International efforts for de-escalation
On September 25, the United States, France and key allies issued a joint statement calling on Israel and Hezbollah to accept a three-week ceasefire proposal. On the next day, Netanyahu thwarted the proposal by ordering the Israeli military to keep fighting against Hezbollah in Lebanon “with full force”. International efforts for de-escalation have become dull ever since.
On October 15, Netanyahu said in a phone call with French President Emmanuel Macron, that he opposes a “unilateral cease-fire, which would not change the security situation in Lebanon and would return the country to its previous state,” according to a statement released by his office. “Israel would not agree to any arrangement that does not stop Hezbollah from rearming and regrouping,” the statement added quoting Netanyahu.

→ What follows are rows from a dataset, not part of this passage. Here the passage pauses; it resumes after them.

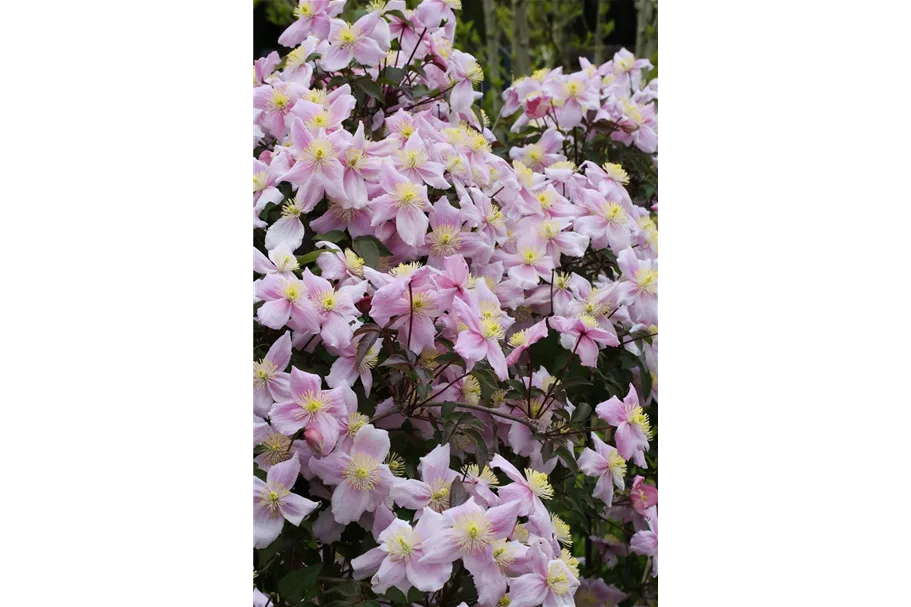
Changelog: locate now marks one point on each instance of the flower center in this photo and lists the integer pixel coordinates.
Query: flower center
(412, 159)
(557, 579)
(474, 532)
(280, 100)
(531, 256)
(402, 545)
(471, 390)
(277, 448)
(639, 418)
(355, 264)
(439, 496)
(292, 292)
(406, 195)
(491, 329)
(263, 371)
(356, 421)
(537, 482)
(647, 279)
(319, 153)
(362, 472)
(444, 240)
(616, 172)
(346, 37)
(311, 403)
(613, 213)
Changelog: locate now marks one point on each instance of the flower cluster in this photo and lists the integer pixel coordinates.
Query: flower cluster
(409, 273)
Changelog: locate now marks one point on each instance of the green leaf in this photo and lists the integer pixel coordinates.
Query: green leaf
(310, 257)
(334, 236)
(296, 585)
(370, 87)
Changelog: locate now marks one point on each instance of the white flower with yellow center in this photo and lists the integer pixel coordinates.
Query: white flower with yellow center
(471, 390)
(319, 153)
(639, 418)
(562, 530)
(406, 195)
(402, 544)
(616, 172)
(354, 263)
(612, 212)
(277, 448)
(362, 472)
(572, 563)
(263, 372)
(473, 532)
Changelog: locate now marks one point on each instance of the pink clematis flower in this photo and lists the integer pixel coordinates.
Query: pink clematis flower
(465, 71)
(642, 496)
(607, 221)
(448, 237)
(264, 183)
(263, 67)
(349, 42)
(481, 337)
(270, 382)
(318, 168)
(396, 561)
(633, 426)
(315, 116)
(555, 236)
(432, 491)
(362, 480)
(550, 583)
(538, 156)
(416, 309)
(278, 448)
(527, 491)
(273, 503)
(405, 202)
(335, 308)
(575, 94)
(605, 464)
(413, 161)
(274, 104)
(469, 534)
(596, 593)
(524, 339)
(345, 369)
(584, 335)
(286, 304)
(312, 17)
(280, 261)
(638, 285)
(312, 407)
(530, 263)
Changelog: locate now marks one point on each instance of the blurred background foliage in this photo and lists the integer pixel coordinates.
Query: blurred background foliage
(511, 38)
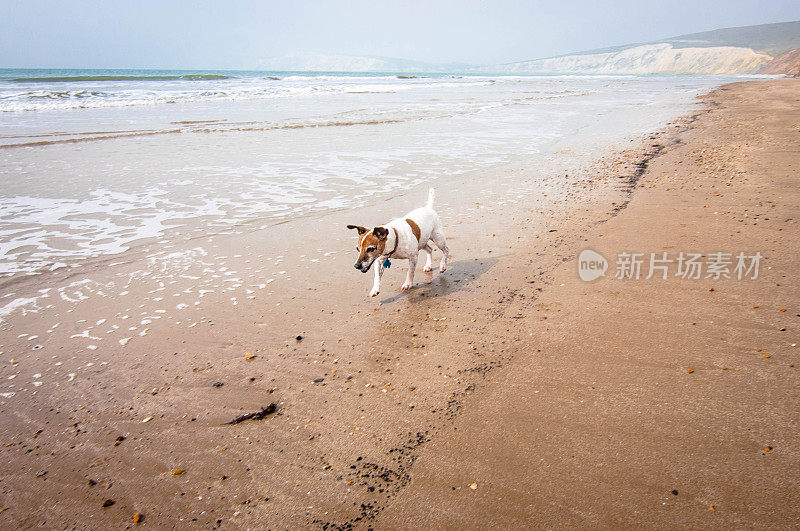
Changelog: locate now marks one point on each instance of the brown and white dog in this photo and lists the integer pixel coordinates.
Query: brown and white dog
(401, 238)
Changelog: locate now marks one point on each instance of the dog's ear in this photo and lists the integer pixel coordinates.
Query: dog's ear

On Monday, October 21, US special envoy Amos Hochstein arrived in Beirut for talks with officials on a possible ceasefire deal between Israel and Hezbollah. The US diplomat, who has been completely absent from the scene during the entire month of Israeli massacres in Lebanon, highlighted that the implementation of UN Resolution 1701 is no longer enough to end the war. The resolution was adopted unanimously by the UN Security Council in 2006 with the purpose of ending hostilities between Hezbollah and Israel, while calling for a permanent ceasefire based on the creation of a buffer zone.
Statements of US officials are apparently contradictory regarding the diplomatic resolution for the Israeli escalation in Lebanon. On Thursday, October 24, the US Secretary of State Antony Blinken said during a press conference in the Qatari capital Doha: “We’re working intensely to reach a diplomatic resolution, one that sees the full implementation of UN Security Council Resolution 1701 and as a result allows civilians on both sides of the border to return to their homes and to be able to live there in peace and security.”